Some theorems are magical: their hypotheses are easy to meet, and when invoked (as lemmas) in the midst of an otherwise routine proof, they deliver the desired conclusion more or less straightaway—like pulling a rabbit from a hat. Here are five examples. Some are from outside of logic, but each is often useful within logic.

**Baire Category Theorem.** In any completely metrizable topological space, each nonempty open set is nonmeager.

**Gödel's Diagonal Lemma.** If a theory $T$ relatively interprets Robinson's arithmetic, then for each first order formula $\varphi(x,v_1,\dots,v_n)$ in the language of $T$, there is a $\psi(v_1,\dots,v_n)$ such that $T$ proves the sentence $\forall v_1 \dots \forall v_n[\psi(v_1,\dots,v_n) \leftrightarrow \varphi(\overline\psi,v_1,\dots,v_n)]$, where $\overline\psi$ is the code of $\psi$.

**König's Tree Lemma.** Every finitely splitting tree of infinite height has an infinite branch.

**Knaster–Tarski Theorem.** Every monotone nondecreasing operator on the powerset of a set has a fixed point.

**Mostowski Collapsing Lemma.** If $E$ is a well founded, set like, and extensional binary class relation on a class $M$, then there is a unique transitive class $N$ such that $(M, E)$ is isomorphic to $(N, \in)$.

Let's list other magical theorems that every logician can wield.
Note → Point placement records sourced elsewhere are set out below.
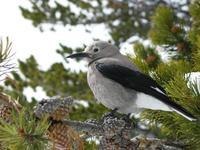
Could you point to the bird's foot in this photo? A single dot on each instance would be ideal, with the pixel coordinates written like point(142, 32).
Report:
point(127, 118)
point(109, 114)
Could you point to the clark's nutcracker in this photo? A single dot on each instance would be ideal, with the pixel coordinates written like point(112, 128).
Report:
point(119, 85)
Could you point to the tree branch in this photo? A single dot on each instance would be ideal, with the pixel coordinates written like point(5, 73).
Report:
point(113, 131)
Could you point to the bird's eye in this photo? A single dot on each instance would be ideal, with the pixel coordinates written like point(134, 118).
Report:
point(95, 49)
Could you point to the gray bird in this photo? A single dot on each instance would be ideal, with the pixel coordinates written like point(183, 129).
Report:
point(119, 85)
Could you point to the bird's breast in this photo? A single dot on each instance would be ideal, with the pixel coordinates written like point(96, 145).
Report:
point(108, 92)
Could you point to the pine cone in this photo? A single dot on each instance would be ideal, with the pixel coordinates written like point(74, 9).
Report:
point(180, 46)
point(64, 136)
point(57, 109)
point(5, 113)
point(151, 58)
point(175, 29)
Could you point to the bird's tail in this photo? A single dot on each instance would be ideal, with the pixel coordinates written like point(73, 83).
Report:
point(185, 114)
point(174, 106)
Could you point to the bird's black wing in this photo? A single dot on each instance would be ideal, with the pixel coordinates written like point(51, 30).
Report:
point(129, 78)
point(139, 82)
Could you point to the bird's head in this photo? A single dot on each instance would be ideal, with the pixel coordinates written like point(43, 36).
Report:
point(97, 50)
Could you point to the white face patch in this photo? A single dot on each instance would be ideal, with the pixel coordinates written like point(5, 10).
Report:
point(158, 90)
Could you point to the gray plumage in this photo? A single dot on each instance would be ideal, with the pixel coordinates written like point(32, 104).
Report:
point(118, 84)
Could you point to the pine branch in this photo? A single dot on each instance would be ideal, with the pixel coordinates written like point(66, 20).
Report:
point(113, 132)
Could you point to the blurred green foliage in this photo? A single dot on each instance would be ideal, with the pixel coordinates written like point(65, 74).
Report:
point(166, 24)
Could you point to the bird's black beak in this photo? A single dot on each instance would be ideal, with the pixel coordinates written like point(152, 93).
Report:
point(79, 55)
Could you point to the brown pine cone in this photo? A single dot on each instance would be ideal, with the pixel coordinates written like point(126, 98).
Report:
point(149, 59)
point(64, 136)
point(5, 113)
point(175, 29)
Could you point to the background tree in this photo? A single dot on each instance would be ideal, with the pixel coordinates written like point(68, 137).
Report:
point(171, 26)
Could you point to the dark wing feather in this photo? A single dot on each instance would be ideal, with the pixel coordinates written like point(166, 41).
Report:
point(139, 82)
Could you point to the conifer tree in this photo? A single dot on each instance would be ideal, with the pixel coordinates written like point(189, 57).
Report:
point(177, 36)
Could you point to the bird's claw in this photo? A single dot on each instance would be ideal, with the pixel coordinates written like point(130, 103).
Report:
point(109, 114)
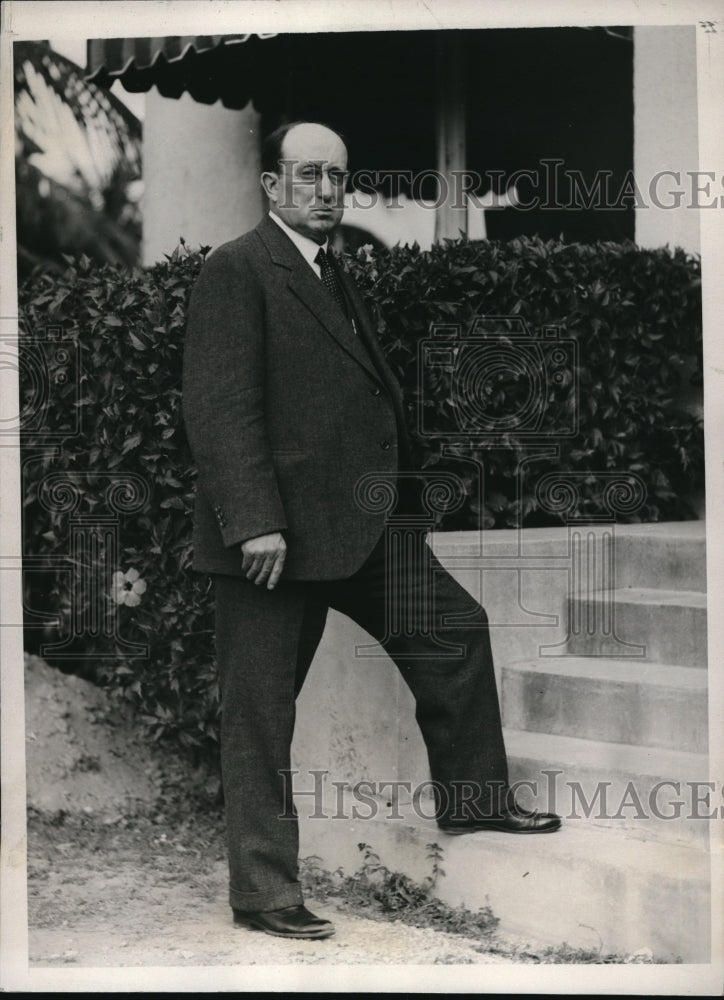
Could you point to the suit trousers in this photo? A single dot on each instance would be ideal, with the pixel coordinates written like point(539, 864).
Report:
point(438, 637)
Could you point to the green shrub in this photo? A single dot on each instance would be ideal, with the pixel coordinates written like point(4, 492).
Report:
point(634, 314)
point(634, 318)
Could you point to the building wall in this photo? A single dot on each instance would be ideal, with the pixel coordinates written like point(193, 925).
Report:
point(666, 134)
point(201, 170)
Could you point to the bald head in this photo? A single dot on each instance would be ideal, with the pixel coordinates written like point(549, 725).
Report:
point(304, 176)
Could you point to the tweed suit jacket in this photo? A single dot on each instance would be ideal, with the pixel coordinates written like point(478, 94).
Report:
point(285, 409)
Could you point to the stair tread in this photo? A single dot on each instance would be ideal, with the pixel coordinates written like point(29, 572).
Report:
point(641, 762)
point(580, 839)
point(630, 671)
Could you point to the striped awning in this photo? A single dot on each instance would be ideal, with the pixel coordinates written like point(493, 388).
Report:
point(207, 67)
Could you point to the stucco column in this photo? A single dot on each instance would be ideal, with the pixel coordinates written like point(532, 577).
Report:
point(666, 136)
point(201, 167)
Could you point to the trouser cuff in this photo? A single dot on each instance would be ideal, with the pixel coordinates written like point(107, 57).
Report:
point(269, 899)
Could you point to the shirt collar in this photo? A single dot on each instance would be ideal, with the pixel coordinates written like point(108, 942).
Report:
point(307, 248)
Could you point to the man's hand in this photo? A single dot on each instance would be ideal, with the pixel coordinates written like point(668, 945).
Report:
point(263, 558)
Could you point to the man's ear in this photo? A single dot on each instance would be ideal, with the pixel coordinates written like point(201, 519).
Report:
point(270, 183)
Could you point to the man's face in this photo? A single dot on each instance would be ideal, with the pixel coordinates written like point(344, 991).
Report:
point(307, 191)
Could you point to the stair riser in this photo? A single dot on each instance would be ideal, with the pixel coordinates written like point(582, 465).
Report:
point(672, 564)
point(669, 634)
point(590, 708)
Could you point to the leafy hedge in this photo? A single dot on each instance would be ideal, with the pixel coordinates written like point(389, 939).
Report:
point(634, 314)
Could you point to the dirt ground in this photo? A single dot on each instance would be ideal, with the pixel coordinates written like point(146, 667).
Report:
point(127, 861)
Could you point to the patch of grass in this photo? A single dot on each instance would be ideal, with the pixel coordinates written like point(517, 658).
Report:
point(387, 895)
point(376, 891)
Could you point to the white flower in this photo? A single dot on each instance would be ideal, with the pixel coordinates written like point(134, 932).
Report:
point(128, 587)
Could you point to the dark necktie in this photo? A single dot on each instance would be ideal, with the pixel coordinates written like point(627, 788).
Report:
point(330, 280)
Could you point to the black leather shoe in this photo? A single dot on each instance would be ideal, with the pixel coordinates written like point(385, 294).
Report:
point(291, 921)
point(510, 820)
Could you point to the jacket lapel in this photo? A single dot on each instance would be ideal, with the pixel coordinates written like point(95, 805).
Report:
point(309, 289)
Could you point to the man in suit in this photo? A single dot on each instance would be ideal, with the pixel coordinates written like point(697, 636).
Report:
point(288, 404)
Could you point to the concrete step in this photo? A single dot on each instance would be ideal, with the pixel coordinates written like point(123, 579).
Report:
point(668, 555)
point(645, 792)
point(582, 885)
point(665, 626)
point(647, 704)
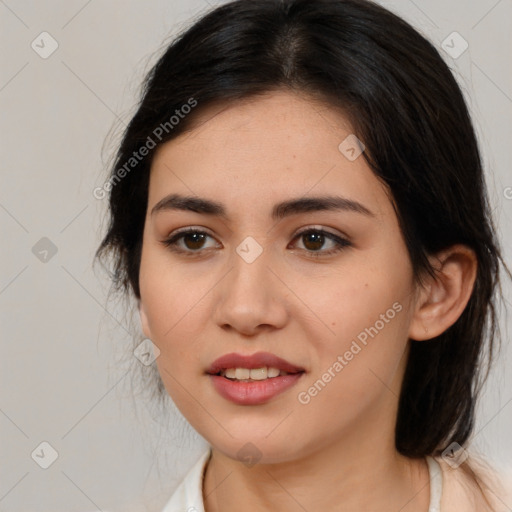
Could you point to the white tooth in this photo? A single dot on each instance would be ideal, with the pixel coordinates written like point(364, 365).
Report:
point(242, 373)
point(230, 373)
point(272, 372)
point(259, 373)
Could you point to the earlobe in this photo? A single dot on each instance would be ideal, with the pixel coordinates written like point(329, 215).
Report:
point(144, 320)
point(443, 298)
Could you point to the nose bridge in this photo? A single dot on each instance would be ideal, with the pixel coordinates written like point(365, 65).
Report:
point(249, 295)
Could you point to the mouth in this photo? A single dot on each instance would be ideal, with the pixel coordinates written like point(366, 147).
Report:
point(253, 374)
point(258, 366)
point(253, 380)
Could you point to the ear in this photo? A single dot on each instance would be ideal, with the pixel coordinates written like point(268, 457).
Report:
point(144, 320)
point(442, 299)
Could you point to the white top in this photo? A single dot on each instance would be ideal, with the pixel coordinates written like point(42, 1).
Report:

Students among us will thereby learn of useful results that might otherwise escape their attention until much later. (There is related question here. But it and most of its answers don't focus on theorems useful in logic.) Please treat only one theorem per answer, and write as many answers as you like. Don't just link to Wikipedia or whatever; give a pithy statement. If possible, keep it informal. Bonus if the theorem isn't well known, or if you show it in action.